No one dared raise any question or objection or even look at one another. They did not have to see the tears running silently down Sister Cecely’s cheeks to be reminded what the wrong word could cost them. Slowly, first Dame Juliana’s head and then one by one the rest made their nods of agreement. Satisfied, Domina Alys raised her hand to bless them before dismissing them, only to be interrupted by a scratching at the door.

“What?” she demanded, and Katerin, set daily to watch the cloister’s outer door-and sweep the cloister walk while she did-should anyone come while all the nuns were shut away in chapter meeting, put her head hesitantly in and said in her uncertain way, “Master Naylor. He’s asking to speak to you.”
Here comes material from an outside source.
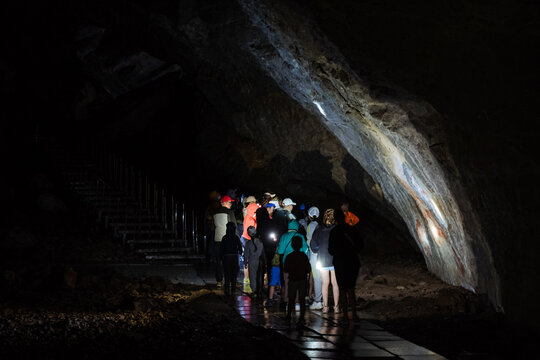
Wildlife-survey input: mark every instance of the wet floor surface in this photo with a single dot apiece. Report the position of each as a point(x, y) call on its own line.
point(322, 337)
“Now?” Domina Alys did not try to hide her displeasure.

Katerin nodded, watching Domina Alys’ face like a dog eager to be told which way to go. Domina Alys flicked a dismissing hand at her. “Tell him to wait. I’m almost done here.”

Katerin shifted uneasily from foot to foot. “He wants to come in now. To chapter. He says.”

“Does he?” Domina Alys’ displeasure visibly deepened.

Roger Naylor was the priory’s steward, charged with overseeing the priory’s properties and the worldly matters necessary to sustain its spiritual life. He had done well enough with Domina Edith, each of them granting the other’s particular and separate skills so that they had worked together in equal respect toward the same end, St. Frideswide’s well-being.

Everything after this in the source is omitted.